Ms. DAWN: Yes, exactly, finding love, one hopes. Other comedies, you know, there's a show called "Outsourced" that's got a little bit of controversy attached to it. It has to do with a guy who, in order to keep his job, has to move to India, where it has been outsourced. And he's kind of the fish out of water. And there seems to be a sense that maybe this is making fun of Indians. This is not - you know, this is not honoring the culture.
(Soundbite of TV show, "Outsourced")
Mr. JOSH HAMILTON (Actor): (as Todd Anderson) I'm looking forward to working with all of you as your manager.
Mr. BHUVNESH SHETTY (Actor): (as Manmeet) Hi. I'm Manmeet.
Mr. HAMILTON: Man meat.
Mr. SHETTY: Yes, Manmeet.
Mr. HAMILTON: Your name is Man Meat?
Mr. SHETTY: Yes.
Mr. HAMILTON: Wow. Must be hard to chat on the Internet...
Ms. DAWN: Based on what I've seen, I think it actually looks pretty funny. Now, let me say, I'm not Indian, so maybe I'm not as culturally sensitive as I ought to be in this area. But you have shows every so often that do offend but still make their point. I mean, the great "All in the Family" routinely offended everybody.
WERTHEIMER: If you were going to, like, pick the best new comedy show, what would you pick?

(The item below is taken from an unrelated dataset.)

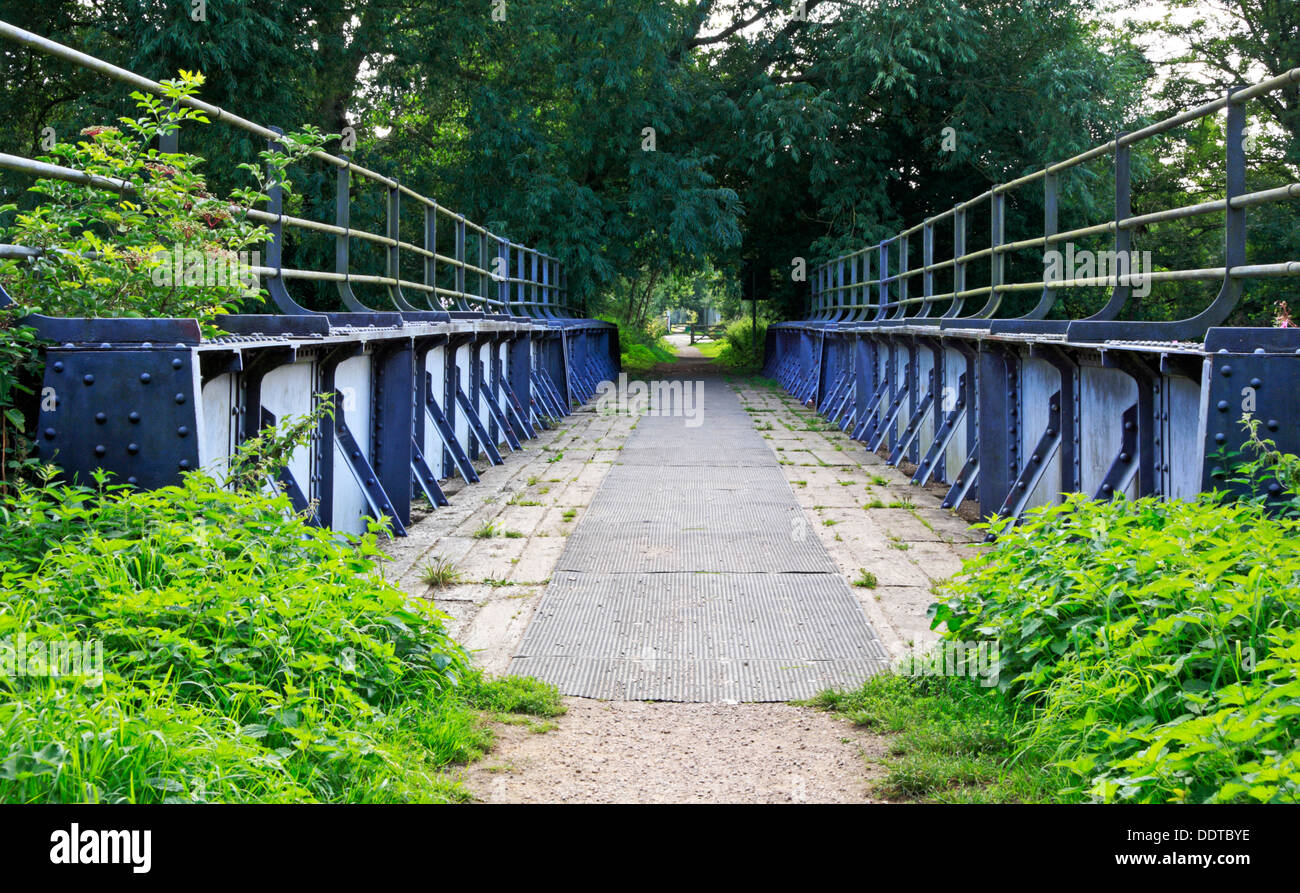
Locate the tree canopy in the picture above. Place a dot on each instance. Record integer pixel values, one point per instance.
(646, 141)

Ms. DAWN: I would actually point to "Raising Hope" on Fox. It's a show where a family has a baby thrust upon them and they almost can't even take care of themselves. The guy behind it is a man named Greg Garcia, and you might recognize him because he created "My Name is Earl," and that had a very quirky, unusual sense of humor. It wasn't stuck in a studio with a laugh track or an audience, but it still is a very funny, funny show.
And I think "Raising Hope" gives me that feeling as well, so I'm really I've got a lot of hope for that show.
WERTHEIMER: Thank you very much.
Ms. DAWN: Thank you.
WERTHEIMER: Randee Dawn is a television critic at the Hollywood Reporter.